Growing up, I always remembered the image at the top of this post as a familiar sight in the library of my mother’s sister’s home.
It was a print about 11” x 14”, and I didn’t know the name of the original painting or the artist.
Years later I would discover that was the work of John Koch whose 1964 painting “The Sculptor” would become a favorite in my high school years and a key to his world.
The painting above “The Cocktail Party” from 1956 features a number of famous heads that would eventually become familiar to me as I grew up, including Virgil Thompson and Koch himself attending bar. I came to love Koch’s work that often juxtaposed ornately appointed Upper East Side residences with frankly nude bodies or commissioned portraits of his wealthy clientele and peers.

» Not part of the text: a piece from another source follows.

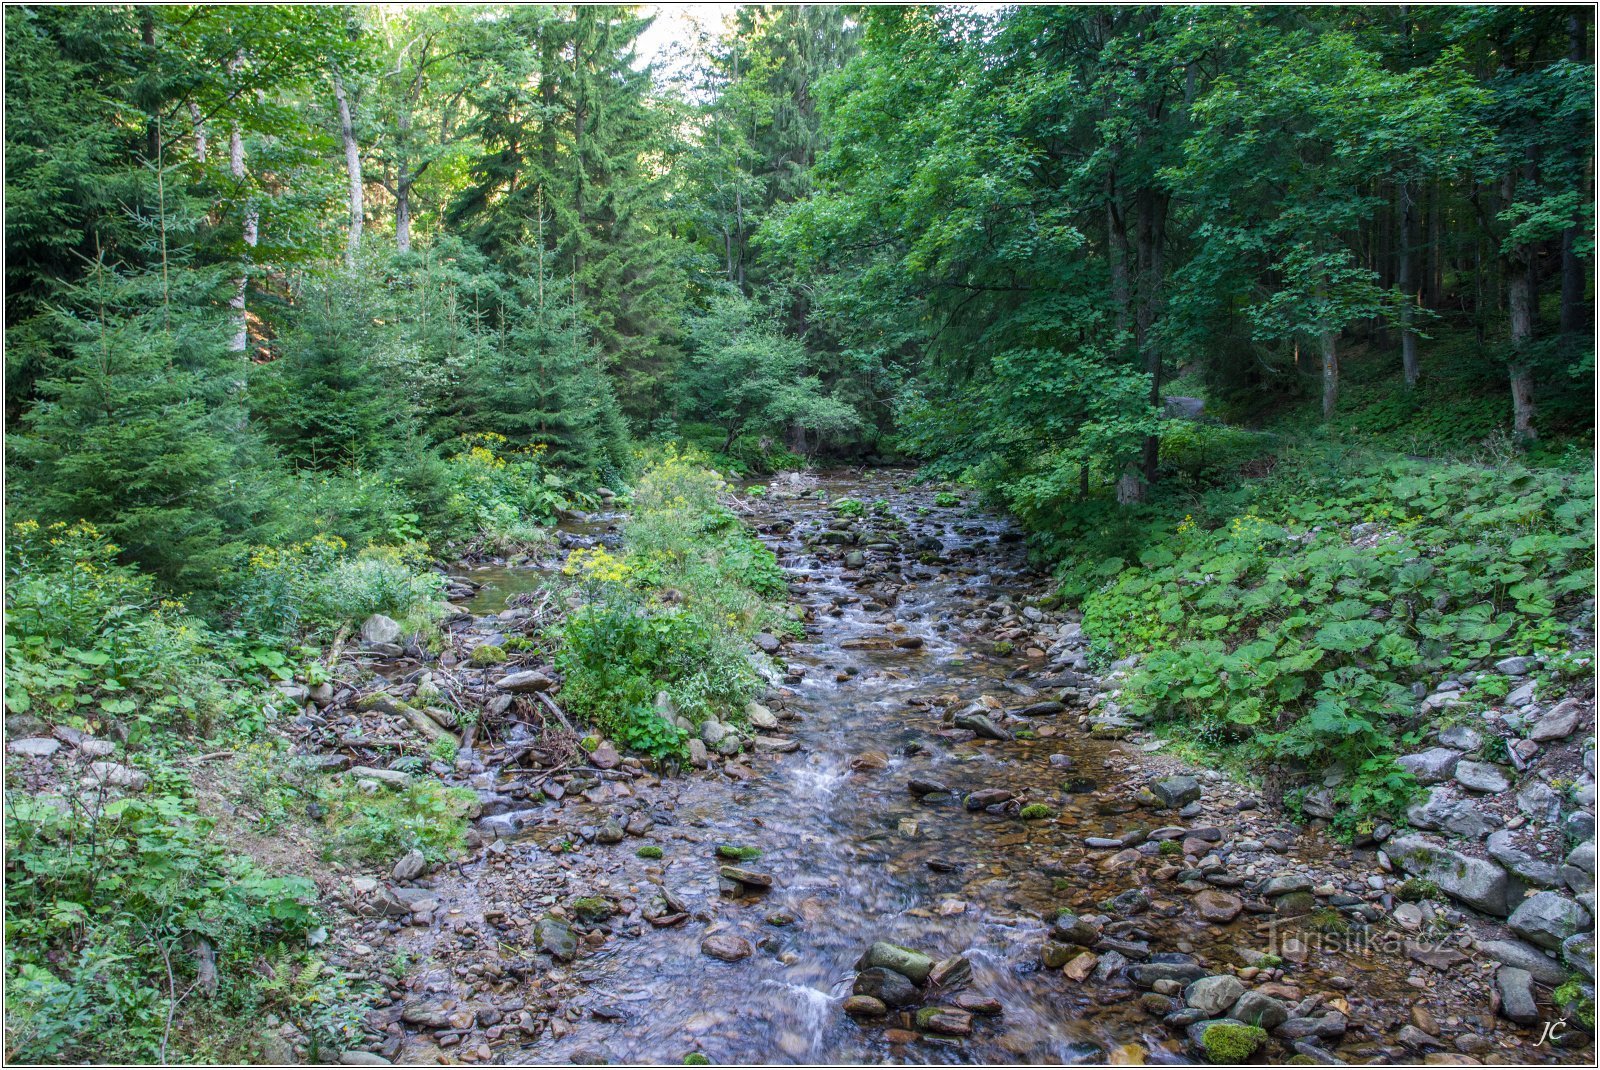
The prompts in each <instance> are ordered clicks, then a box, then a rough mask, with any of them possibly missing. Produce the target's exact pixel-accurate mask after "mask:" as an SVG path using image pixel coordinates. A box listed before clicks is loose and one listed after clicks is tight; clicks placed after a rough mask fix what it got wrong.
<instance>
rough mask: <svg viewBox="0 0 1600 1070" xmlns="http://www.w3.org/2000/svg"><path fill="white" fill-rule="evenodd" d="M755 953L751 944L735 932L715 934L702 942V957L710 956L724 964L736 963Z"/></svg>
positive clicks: (715, 933) (741, 936) (754, 949)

How fitting, then, that over this long weekend I’ve been devouring The Grand Surprise, the journals, letters and random musings of Leo Lerman who is the bearded man crouching in the foreground. It’s filled with tons of dishy, bitchy gossip. A few excerpts:
“Andy Warhol more wraith than ever – the badly complected boy who never grew up, but became craftier and craftier, filling with a slow-seeming cunning and a positive-seeming cunning and a positive destruction – lighting up like a tallow candle whose flame burns dimly within the candle rather than atop it. He lights shallow, surface places hitherto hidden.”
“Faye Dunaway – very Okie – albino in atmosphere. She has determination. Her technique shows like some girls’ slips or brassiere straps.”
There are plenty of nasty accounts of sexual couplings and groupings of all combinations, but they don’t equal the pithy dissing such as these.
In many ways it’s like entering the cocktail party illustrated by Koch half a century ago, a world I longed to enter as a child with my aunt as a guide. She was fond of such gatherings, or – as she tended to put it -- “fancied putting on an affair.” She used quite a number of words as verbs in a way that most people in the heartland never would. She also would often tell me, “Might I be so bold as to suggest…” or “Oh, humor me, if you will.”
At the time I thought she meant that she wanted me to make her laugh. Of course the actual definition of that word as a verb is: To comply with the wishes or ideas of (another): cater, gratify, indulge. Reading the accounts of Lerman and his circle that included Capote, Vidal and other gay men of a particular era reminds me of the women from a certain class who needed a mascot or jester to humor them in that definition of the word. The lap dog homos were deluding into thinking they were expected to perform some giggle inducing stunt or utter a pithy witticism.
My aunt deluded herself into thinking that she was the caliber of swan that should attract a similar circle of younger men who would admire and exalt her with unfailing good humor.
Ever since her suicide this past Christmas, I’ve struggled with trying to write about her legacy intertwined with my own self-perception and our relationship which was simultaneously close and distant, cold but intense, filled with contempt and mutual admiration. She introduced me to Scott Walker, Poulenc, Proust and John Koch. She would excite and devastate me in the course of a weekend visit to her tastefully appointed home. She felt it her role to instruct and insult me, always with disquieting calmness. She embodied one of my favorite quotes from David Mamet: “The greatest test of superiority is to never be upset by impertinence.” Thus she never raised her voice or exhibited any emotion beneath her elegant mask, and she uttered the most devastating dismissals with an exquisitely graceful smile.
Reading Lerman’s book feels like a portal into the world she deluded herself and me into believing that we might someday be a part of. Much like Capote’s mother Nina, she longed to be a part of the Park Avenue registry, a goal she strove through upwardly mobile serial marriages. When, late in her career, she briefly put a ring on her finger that took her to that world – albeit a few doors down on Lexington Avenue – it ultimately proved to be a disappointment when she was not the focus of the spotlight. She was a nobody in the 10028 zip code. It was much easier to attract admirers as a swan in the shallow waters of Kansas City.
This Memorial Day, my thoughts go back to those years when I tried to humor her and the futility of indulging and attempting to gratify someone whose approval is ultimately the empty space at the end of a maze of ornately appointed rooms.